[SC]()

iOS. Apple. Indies. Plus Things.

Opt for Localized Strings

// Written by Jordan Morgan // Oct 22nd, 2025 // Read it in about 2 minutes // RE: Foundation

This post is brought to you by Sentry, mobile monitoring considered "not bad" by 4 million developers.

One of my goals this year was to localize my soccer app into German, French and Spanish. With the nascent String Catalogs, and Xcode’s 26 on-device inference engine for creating comments about what each String represents, it felt like the time was right.

Ah, the time was right, but my code was not. I was using plain String types in a lot of places, and a String catalog won’t pick those up for translation:

enum AppTab: String, CaseIterable {
    case teams, drills, practices
}

// Later on, a simplified example...
ForEach(AppTab.allCases) { tab in 
    Text(tab.rawValue)
}

This is easy to miss, because SwiftUI does a fantastic job and opting you into using localizable String types, even if you don’t realize it:

Text("Make localizing your app easy!")

Under the hood, that string is a LocalizedStringKey, which means a String Catalog will pick it up for translation:

init(
    _ key: LocalizedStringKey,
    tableName: String? = nil,
    bundle: Bundle? = nil,
    comment: StaticString? = nil
)

Going forward, I’ve started writing String variables, parameters, and anything else that’ll show in a UI (which, well, Strings tend to do…all the time) using LocalizedStringKey — there’s no code changes you need to make when you swap this with a String type, plus you get the String Catalog support:

// From this
struct AnotherView: View {
    let headerText: String // <-- Won't show in String Catalog
    
    var body: some View {
        Text(headerText)
    }
}


// To this
struct AnotherView: View {
    let headerText: LocalizedStringKey // <-- Will show in String Catalog
    
    var body: some View {
        Text(headerText)
    }
}

To follow up on the first example:

enum AppTab: String, CaseIterable {
    case teams = String(localized: "Teams"), drills = String(localized: "Drills"), practices = String(localized: "Practices")
}

The same goes if you have interpolated Strings, using String(localized:comment:) does the trick:

// From this
let result = model.didGeneratePlan ? "Practice plan ready!" : "Failed to generate plan."

// To this
let result = model.didGeneratePlan ? String(localized: "Practice plan ready!") : String(localized: "Failed to generate plan.")
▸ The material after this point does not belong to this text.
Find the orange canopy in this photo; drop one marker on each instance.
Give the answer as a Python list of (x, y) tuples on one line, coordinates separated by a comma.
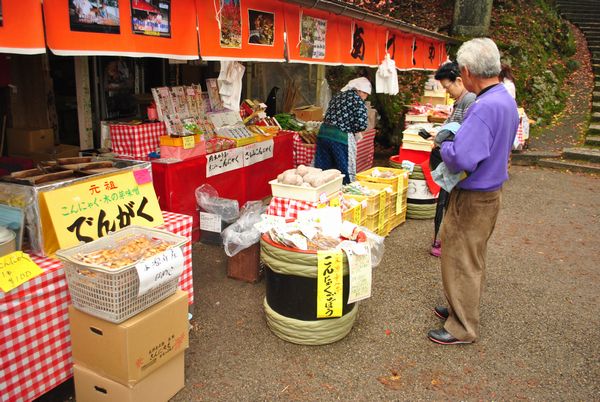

let concatenatedThoughts = """

Notice how I didn't use the `comment:` parameter in that last example? I found that Xcode's automatic generation was so good, it was making better comments that I did.

"""

My Localization “Stack”

It took the better part of my side project time last week, but I was able to complete a full translation to three new languages in Elite Soccer Club. It’s rolling out in v1.2.0 once App Review gives it its blessing, along with lineup sharing, Elite Hoops’ popular practice planner but retooled for soccer, and quite a bit more.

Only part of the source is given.